Interview on 07/17/2014 at 1409 with the Unit Director revealed on 05/19/2014, Counselor #1 informed this staff of the alleged sexual abuse. Further interview revealed the Unit Director informed Psychiatrist #1 of the alleged sexual abuse the same day. Further interview revealed Psychiatrist #1 "felt the patient was delusional." Further interview revealed the Unit Director thought the alleged sexual assault occurred 05/19/2014 when the patient was monitored by contract staff. Further interview revealed the Unit Director was unable to confirm the identity of the alleged abuser. Interview revealed the Unit Director failed to comprehensively review the nursing assignment for the entire patient's hospitalization. Interview revealed the Unit Director failed to ensure the patient was not abused.

Interview on 07/17/2014 at 1551 with Hospital Administration staff #1 revealed the Hospital Administration was unaware of the alleged sexually abuse prior to DHSR (Division of Health Service Regulation) survey.
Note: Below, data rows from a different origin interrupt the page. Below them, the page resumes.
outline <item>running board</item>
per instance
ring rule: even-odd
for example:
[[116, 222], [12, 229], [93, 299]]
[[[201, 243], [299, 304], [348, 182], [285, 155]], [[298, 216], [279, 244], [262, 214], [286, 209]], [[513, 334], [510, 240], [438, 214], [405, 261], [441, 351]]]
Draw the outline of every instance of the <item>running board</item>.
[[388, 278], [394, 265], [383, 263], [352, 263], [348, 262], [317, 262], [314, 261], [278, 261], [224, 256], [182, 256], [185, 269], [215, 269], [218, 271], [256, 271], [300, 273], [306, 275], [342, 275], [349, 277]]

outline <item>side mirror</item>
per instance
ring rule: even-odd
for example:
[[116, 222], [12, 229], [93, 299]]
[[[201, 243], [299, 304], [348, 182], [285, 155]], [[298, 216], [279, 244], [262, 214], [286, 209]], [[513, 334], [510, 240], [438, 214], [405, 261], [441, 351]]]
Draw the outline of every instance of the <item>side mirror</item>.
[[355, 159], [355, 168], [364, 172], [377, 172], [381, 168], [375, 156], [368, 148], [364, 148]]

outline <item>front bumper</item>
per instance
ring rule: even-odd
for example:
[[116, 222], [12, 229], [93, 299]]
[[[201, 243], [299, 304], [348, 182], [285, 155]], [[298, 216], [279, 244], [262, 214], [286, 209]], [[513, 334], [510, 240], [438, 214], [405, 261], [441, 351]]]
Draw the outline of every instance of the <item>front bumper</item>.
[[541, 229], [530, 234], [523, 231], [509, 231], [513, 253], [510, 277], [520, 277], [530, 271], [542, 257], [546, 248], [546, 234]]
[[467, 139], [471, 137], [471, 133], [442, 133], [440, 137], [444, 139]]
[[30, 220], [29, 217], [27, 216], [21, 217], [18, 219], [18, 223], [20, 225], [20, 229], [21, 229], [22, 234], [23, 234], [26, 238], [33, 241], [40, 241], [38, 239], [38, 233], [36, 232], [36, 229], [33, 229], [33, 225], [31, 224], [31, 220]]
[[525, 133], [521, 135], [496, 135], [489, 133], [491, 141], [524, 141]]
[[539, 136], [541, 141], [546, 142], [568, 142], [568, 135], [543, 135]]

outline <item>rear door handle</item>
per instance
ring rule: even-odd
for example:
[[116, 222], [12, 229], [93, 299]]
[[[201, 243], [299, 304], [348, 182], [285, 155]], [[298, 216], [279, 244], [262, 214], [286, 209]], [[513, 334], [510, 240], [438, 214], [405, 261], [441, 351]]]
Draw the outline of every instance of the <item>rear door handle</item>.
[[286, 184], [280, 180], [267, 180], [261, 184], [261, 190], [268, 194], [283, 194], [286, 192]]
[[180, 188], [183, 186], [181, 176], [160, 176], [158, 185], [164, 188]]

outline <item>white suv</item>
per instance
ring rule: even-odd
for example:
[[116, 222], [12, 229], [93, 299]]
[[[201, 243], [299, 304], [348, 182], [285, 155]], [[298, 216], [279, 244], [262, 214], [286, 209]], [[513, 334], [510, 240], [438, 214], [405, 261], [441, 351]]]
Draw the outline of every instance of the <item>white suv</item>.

Further interview revealed Hospital Administration staff #1 learned the alleged sexually abuse during the DHSR survey staff interviews. Further interview revealed staff were encouraged to report "everything" via the non-punitive electronic incident reporting system. Interview revealed no documentation that an electronic incident report was processed related to the alleged staff to patient abuse.